Matt Howlett edited this page Dec 18, 2019 · 15 revisions

Optimal LingerMs Setting

A commonly used configuration property on the producer is LingerMs - the minimum time between batches of messages being sent to the cluster. Larger values allow for more batching, which increases throughput. Smaller values may reduce latency. The tradeoff is complicated somewhat as throughput increases though because a smaller LingerMs will result in more broker requests, putting greater load on the server, which in turn may reduce throughput.

A good general purpose setting is 5 (the default is 0.5).

How can I ensure delivery of messages in the order specified?

Set EnableIdempotence to true. This has very little overhead - there's not much downside to having this on by default

Before the idempotent producer was available, you could achieve this by setting max.in.flight to 1 (at the expense of reduced throughput).

Ordering

Messages are sent in the same order as ProduceAsync are called. However, in case of failure (temporary network failure for example), Confluent.Kafka will try to resend the data, which can cause reordering (note that this is not happening frequently, only in case of failure)
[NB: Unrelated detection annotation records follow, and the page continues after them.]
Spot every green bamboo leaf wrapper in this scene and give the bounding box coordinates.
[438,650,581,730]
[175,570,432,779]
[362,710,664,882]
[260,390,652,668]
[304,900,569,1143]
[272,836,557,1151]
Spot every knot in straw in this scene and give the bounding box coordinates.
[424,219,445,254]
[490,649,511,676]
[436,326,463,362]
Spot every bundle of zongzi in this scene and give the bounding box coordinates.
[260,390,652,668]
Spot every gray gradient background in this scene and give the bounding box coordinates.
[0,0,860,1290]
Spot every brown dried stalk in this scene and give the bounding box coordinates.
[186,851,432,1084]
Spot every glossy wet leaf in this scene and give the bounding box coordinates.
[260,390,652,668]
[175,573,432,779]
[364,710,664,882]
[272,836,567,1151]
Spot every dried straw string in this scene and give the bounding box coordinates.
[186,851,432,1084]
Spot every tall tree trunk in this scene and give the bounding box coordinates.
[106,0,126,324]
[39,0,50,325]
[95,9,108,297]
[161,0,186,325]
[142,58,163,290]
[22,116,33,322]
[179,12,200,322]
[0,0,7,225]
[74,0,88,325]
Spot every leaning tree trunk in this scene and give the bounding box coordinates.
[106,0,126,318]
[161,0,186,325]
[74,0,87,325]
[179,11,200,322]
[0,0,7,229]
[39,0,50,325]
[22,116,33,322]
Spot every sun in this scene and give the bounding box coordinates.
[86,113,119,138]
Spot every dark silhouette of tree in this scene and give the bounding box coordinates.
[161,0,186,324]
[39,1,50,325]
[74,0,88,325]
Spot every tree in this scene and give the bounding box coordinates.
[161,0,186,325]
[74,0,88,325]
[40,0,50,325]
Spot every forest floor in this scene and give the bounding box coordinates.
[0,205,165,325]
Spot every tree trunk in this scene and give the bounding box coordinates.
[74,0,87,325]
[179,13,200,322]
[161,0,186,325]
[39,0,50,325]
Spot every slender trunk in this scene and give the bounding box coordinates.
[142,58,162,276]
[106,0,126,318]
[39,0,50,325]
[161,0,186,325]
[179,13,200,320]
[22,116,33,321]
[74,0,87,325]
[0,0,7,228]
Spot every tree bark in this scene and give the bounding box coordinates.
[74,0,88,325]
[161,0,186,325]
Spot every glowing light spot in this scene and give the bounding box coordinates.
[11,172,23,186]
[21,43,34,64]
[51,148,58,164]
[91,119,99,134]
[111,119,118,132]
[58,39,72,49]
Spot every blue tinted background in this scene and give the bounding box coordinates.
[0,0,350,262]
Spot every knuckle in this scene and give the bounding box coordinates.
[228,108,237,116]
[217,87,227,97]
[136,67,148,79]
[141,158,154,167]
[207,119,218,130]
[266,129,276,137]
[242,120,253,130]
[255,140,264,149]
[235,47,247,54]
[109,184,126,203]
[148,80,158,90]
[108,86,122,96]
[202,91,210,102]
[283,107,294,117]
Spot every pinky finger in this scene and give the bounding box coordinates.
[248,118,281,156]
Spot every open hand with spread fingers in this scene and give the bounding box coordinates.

If order is critical in your use case, you will have to produce synchronously, which will reduce the throughput a lot (wait for each message to be delivered before producing the next one) You can configure some configuration to improve this, set queue.buffering.max.ms and socket.blocking.max.ms to 1.

Reduce latency

By default, librdkafka will not send messages immediatly - it will wait some time to batch messages together and makes its best to improve bandwith / throughput

If you need to send messages immediatly and don't want to batch, you can inspire yourself from the following conf:

var config = new Dictionary<string, object>()
{
	["bootstrap.servers"] = bootstrapServers,
	["retries"] = 0,
	["client.id"] = clientId,
	["batch.num.messages"] = 1,
	["socket.blocking.max.ms"] = 1,
	["socket.nagle.disable"] = true,
	["queue.buffering.max.ms"] = 0,
	["default.topic.config"] = new Dictionary<string, object>
	{
		["acks"] = 1
	};
};

Serialization

Kafka uses byte arrays for key and value. You can use serializing producer to make the serialization easier to manage.

There are two ways to use it:

  1. Create a Producer<TKey, TValue>(config, keySerializer, valueSerializer), which will create a new client instance
  2. Call GetSerializingProducer<TKey, Value>(keySerializer, valueSerializer) on an existing standard Producer, which will use the existing producer as a proxy.

If you only need to create a Producer once in your process, use 1. If you need multiple Producer in your application, create a single Producer instance and use 2, see here for more information.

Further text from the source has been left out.